For this home, the roof is capped off with a membrane made of rubberized asphalt. It’s melted into the flat roof using a torch, and wraps down around the roof’s edges to meet the exterior stucco and a metal cap. “It is sealed,” said Sweis, “not leaving any crevasses for embers or smoke.”
As for other potentially vulnerable entry points, Sweis chose Fleetwood aluminum doors and windows with tempered glass for their increased fire resistance. “They will last a minimum of 20 minutes,” said Sweis. “It really depends on how hot the fire is.”
Sparking a resistance
Once the envelope has been created, Sweis said, “anything that attaches to the building [exterior] should also be fire resistant.” A steel louvre system with a powder-coated finish shades the home’s points of entry and exterior steel railings, staircases and Ipe wood banisters and decking complete the defensive line.
Ipe (pronounced ee-pay), or Brazilian walnut, is a hardwood with natural density that earns it the same fire-resistant rating as concrete, steel and stucco. Weis looks for Ipe wood that has been Forest Stewardship Council (FSC) certified and officially tested for Class A fire-resistant properties.
A serene-looking spa (Balzebre’s favorite feature), sculptural landscaping, courtyard with customized fire pit built with oxidized steel liner, and concrete pavers and steps complete the exterior picture. It might not be obvious, but nearly every element boasts fire-resistant properties, creating an additional buffer. The plants are drought tolerant and better able to resist heat than highly flammable dried grasses and trees. The steel fireplace liner is fire resistant to the highest possible level.
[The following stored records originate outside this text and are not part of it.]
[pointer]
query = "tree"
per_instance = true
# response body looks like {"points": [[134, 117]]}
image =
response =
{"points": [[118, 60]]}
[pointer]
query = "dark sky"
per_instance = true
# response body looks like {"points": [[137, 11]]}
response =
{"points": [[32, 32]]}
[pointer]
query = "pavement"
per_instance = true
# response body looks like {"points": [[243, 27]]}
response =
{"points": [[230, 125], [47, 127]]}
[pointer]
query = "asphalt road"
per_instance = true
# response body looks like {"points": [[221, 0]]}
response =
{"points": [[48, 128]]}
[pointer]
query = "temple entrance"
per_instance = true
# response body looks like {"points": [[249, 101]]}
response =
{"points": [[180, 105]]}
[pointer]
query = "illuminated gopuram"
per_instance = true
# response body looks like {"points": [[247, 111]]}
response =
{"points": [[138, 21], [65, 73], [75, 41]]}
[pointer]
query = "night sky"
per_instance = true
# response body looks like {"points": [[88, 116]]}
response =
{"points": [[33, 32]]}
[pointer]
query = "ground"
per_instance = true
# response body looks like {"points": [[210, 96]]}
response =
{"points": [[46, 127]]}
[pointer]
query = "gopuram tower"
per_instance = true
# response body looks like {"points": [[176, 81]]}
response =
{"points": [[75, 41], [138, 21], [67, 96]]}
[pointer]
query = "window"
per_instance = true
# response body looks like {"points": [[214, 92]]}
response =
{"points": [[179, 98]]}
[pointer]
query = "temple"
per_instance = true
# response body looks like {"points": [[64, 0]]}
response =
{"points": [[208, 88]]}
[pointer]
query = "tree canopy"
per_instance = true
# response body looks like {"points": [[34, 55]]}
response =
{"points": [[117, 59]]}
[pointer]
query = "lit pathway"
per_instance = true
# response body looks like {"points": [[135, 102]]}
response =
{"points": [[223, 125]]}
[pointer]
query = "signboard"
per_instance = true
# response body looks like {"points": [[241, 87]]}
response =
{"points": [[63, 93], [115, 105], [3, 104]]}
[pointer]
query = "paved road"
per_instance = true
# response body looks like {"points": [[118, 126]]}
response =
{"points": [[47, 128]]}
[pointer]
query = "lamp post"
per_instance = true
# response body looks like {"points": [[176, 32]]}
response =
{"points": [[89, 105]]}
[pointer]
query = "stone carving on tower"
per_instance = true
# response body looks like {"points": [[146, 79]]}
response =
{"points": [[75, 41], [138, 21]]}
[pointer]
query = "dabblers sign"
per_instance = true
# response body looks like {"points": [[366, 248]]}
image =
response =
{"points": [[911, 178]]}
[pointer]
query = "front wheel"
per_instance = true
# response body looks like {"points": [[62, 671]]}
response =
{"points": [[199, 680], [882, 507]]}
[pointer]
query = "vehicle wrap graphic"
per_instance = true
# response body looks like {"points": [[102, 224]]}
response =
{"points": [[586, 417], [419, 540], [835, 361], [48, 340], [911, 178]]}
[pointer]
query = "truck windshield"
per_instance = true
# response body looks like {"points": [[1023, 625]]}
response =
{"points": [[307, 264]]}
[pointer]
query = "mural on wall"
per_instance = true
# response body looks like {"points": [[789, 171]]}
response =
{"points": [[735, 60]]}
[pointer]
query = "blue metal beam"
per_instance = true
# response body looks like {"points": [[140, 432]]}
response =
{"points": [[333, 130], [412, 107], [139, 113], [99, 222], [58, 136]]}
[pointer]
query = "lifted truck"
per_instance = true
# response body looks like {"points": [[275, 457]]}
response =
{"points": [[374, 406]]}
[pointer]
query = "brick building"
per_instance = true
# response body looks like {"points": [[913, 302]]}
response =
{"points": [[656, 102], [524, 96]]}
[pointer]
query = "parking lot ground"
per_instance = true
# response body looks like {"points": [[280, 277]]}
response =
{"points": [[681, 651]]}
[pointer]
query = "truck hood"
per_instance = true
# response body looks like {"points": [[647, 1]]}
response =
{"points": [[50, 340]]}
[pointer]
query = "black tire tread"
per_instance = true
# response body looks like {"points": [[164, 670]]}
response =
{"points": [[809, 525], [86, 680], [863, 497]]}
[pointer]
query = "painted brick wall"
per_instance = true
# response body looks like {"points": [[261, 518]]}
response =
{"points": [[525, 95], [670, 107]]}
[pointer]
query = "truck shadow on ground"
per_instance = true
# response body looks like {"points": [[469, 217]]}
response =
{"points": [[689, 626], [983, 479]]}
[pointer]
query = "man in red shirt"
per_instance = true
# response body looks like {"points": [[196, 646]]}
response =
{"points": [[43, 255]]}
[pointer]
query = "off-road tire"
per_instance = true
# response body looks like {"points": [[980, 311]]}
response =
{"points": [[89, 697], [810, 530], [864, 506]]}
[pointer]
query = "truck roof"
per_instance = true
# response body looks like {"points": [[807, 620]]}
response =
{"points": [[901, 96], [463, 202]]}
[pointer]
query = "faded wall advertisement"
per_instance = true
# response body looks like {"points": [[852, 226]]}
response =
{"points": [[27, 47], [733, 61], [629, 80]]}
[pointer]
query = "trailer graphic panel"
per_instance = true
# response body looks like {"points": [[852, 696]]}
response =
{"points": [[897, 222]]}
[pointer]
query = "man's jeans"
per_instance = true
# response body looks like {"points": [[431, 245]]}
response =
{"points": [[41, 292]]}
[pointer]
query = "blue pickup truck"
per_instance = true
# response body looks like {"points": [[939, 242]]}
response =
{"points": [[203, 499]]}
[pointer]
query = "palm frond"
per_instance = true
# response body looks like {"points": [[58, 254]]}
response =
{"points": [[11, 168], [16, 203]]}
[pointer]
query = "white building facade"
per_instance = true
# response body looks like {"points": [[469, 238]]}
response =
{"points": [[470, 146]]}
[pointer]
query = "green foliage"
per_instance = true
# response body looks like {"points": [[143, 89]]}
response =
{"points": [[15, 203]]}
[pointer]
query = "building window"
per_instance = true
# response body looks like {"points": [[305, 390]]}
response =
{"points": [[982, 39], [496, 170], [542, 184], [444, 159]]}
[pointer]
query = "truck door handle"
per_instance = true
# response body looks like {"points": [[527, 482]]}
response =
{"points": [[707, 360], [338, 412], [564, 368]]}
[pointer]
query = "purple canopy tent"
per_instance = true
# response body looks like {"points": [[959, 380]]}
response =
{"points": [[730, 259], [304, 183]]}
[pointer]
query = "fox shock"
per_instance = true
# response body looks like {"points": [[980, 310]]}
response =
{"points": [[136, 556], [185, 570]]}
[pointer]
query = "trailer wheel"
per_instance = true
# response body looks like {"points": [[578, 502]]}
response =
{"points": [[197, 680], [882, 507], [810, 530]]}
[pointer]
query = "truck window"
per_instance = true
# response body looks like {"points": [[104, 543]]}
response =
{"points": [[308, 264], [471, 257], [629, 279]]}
The concrete was also chosen as a non-combustible material.
Building on change
As older, neighboring homes begin to renovate and rebuild, Sweis hopes her work will set a much-needed example in the leafy canyon. “That deck up there is really dangerous the way it is,” she said, noting a neighbor’s wooden decking. “And the house next door is built out of wood.
“There is such a contrast between the older construction and now, how they are mindful of the fires … you can see it in the new construction.”
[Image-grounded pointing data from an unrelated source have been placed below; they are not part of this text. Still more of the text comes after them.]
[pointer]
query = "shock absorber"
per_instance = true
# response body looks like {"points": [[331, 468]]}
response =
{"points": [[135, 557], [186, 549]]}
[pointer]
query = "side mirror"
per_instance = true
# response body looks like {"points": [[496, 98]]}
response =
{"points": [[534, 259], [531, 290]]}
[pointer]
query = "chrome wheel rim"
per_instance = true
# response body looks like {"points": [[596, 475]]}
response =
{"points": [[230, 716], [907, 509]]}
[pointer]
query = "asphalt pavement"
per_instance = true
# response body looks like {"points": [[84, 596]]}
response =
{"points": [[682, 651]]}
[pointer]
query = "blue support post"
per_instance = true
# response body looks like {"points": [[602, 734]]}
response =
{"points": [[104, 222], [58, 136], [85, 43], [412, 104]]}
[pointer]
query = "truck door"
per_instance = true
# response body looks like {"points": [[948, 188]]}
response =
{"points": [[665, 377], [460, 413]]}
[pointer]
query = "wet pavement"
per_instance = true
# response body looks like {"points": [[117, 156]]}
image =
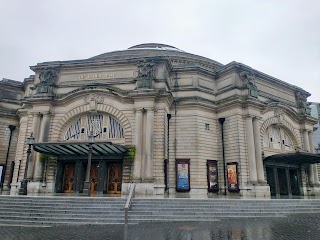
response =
{"points": [[299, 226]]}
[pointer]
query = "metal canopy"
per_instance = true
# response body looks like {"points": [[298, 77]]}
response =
{"points": [[79, 148], [297, 158]]}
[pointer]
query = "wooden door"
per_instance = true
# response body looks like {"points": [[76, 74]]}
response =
{"points": [[68, 177], [114, 178], [94, 178]]}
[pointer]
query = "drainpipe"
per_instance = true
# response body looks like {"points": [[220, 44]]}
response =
{"points": [[168, 135], [12, 128], [221, 121], [175, 130]]}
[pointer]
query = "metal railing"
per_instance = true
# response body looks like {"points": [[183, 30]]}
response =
{"points": [[128, 203]]}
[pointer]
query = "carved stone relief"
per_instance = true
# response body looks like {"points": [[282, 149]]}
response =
{"points": [[248, 80], [146, 75], [301, 100], [93, 100], [48, 78]]}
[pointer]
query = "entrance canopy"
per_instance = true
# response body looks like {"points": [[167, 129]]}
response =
{"points": [[79, 148], [297, 158]]}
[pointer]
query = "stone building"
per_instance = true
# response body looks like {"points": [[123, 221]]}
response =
{"points": [[315, 112], [175, 123]]}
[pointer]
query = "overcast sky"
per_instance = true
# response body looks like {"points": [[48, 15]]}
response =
{"points": [[278, 37]]}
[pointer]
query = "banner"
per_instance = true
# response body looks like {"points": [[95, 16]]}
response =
{"points": [[212, 174], [233, 182], [182, 175]]}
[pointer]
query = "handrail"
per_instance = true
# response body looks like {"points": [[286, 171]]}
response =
{"points": [[128, 203]]}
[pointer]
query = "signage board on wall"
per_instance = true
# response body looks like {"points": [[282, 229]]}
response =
{"points": [[233, 178], [212, 174], [182, 175]]}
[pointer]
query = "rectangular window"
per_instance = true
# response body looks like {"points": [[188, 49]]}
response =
{"points": [[233, 178], [182, 175], [212, 176]]}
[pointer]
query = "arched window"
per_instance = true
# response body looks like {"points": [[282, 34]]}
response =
{"points": [[277, 138], [103, 127]]}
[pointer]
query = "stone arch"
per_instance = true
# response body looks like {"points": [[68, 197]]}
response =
{"points": [[283, 123], [58, 129]]}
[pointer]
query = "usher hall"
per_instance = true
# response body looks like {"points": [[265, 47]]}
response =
{"points": [[173, 123]]}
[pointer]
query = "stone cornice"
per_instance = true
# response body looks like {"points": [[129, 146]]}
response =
{"points": [[287, 108], [195, 68], [238, 67]]}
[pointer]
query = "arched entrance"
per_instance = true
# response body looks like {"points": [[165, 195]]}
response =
{"points": [[105, 170]]}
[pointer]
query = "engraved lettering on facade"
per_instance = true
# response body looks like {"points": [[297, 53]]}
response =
{"points": [[95, 76]]}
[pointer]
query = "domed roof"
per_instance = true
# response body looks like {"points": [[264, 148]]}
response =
{"points": [[154, 50], [157, 46]]}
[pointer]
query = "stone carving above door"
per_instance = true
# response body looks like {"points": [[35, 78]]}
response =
{"points": [[93, 99], [48, 79], [248, 79], [146, 75]]}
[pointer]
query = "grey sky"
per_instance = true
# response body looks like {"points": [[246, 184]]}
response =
{"points": [[279, 38]]}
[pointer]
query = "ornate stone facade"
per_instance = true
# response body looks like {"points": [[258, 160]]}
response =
{"points": [[163, 105]]}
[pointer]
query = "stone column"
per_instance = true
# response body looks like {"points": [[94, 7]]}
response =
{"points": [[35, 131], [307, 148], [149, 145], [138, 142], [251, 151], [43, 137], [314, 166], [258, 151]]}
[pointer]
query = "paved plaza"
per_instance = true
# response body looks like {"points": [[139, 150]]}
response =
{"points": [[300, 226]]}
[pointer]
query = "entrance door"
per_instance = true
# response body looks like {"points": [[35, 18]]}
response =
{"points": [[114, 178], [271, 180], [68, 177], [294, 182], [283, 181], [94, 178]]}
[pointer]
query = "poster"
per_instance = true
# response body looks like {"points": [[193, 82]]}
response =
{"points": [[183, 178], [212, 173], [232, 170], [1, 171]]}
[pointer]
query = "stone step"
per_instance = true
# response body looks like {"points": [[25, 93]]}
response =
{"points": [[42, 221]]}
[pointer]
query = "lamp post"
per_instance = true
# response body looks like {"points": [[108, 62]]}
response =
{"points": [[24, 182], [87, 183]]}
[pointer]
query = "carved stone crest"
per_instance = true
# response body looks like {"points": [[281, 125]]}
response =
{"points": [[146, 75], [279, 113], [93, 100], [47, 80], [248, 79], [301, 100]]}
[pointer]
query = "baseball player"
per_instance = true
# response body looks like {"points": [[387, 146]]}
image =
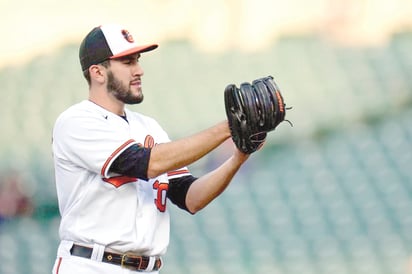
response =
{"points": [[117, 171]]}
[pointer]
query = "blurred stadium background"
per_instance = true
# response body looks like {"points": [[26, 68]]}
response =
{"points": [[330, 195]]}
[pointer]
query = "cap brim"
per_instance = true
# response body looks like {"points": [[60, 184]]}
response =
{"points": [[139, 49]]}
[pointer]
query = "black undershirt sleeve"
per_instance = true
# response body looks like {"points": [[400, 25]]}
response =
{"points": [[178, 188], [132, 162]]}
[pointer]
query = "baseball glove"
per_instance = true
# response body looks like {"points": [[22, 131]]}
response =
{"points": [[252, 111]]}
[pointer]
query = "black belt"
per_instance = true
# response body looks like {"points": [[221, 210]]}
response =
{"points": [[137, 263]]}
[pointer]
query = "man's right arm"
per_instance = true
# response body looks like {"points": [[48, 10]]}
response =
{"points": [[176, 154]]}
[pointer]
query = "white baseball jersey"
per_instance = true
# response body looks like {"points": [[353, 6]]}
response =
{"points": [[123, 213]]}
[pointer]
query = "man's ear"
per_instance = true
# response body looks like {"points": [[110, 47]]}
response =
{"points": [[97, 73]]}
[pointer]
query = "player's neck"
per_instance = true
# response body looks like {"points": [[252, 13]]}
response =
{"points": [[108, 103]]}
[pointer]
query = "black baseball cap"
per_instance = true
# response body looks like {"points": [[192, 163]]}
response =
{"points": [[108, 42]]}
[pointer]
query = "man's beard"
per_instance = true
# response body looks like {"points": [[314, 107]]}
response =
{"points": [[121, 91]]}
Reduced home insurance rates and enduring, low-maintenance materials are added benefits of using fire-resistant building materials in your next project.
“You can build for a fire zone with a warm aesthetic and sustainability in mind,” said Sweis, “you really can have it all — it’s not necessarily one or the other.”
An inside job
In spite of the potential for fire danger, Balzebre fell in love with the property for its sweeping views of Los Angeles, which extend as far as Catalina on a clear day — and the prospect of building a retreat in the Hollywood Hills.
“My goal from the beginning was to have something that was modern, but warm and comfortable,” said Balzebre of his vision for the renovation, “like a sanctuary.”
Balzebre’s earthy, elegantly masculine aesthetic was achieved over the course of a 2 1/2-year period using materials such as hand-selected marble slabs, stone tile, wide-plank walnut flooring and of course, retracting walls of floor-to-ceiling glass.
In the living room, a 7-by-16-foot mirror reflects the multimillion-dollar view and makes the central, open-concept space encompassing a double, denatured eco fireplace, dining space and luxury kitchen look almost twice its size. “It’s the largest piece of glass you can get without a seam,” said Sweis. “It took six guys to put it up.”
Designed with two master bedroom suites, a screening room, detached guest room and laundry space, the split-level home features smart-home capabilities that include remote-controlled blinds that disappear into the ceiling when retracted, recessed LED lighting and audio/video and security systems.
Multiple exterior decks extend the home’s square footage in distinctly California style. “We have lots of different access points, which also take into account some of the fire concerns because you can exit on each level,” said Sweis.
She added: “For me, [designing a home] always goes back to livability, the sense of indoor-outdoor living and all the special places you can go to just be and hang out.”
“At night it’s spectacular,” said Balzebre of his hillside hideaway. “It’s hard to put the blinds down.”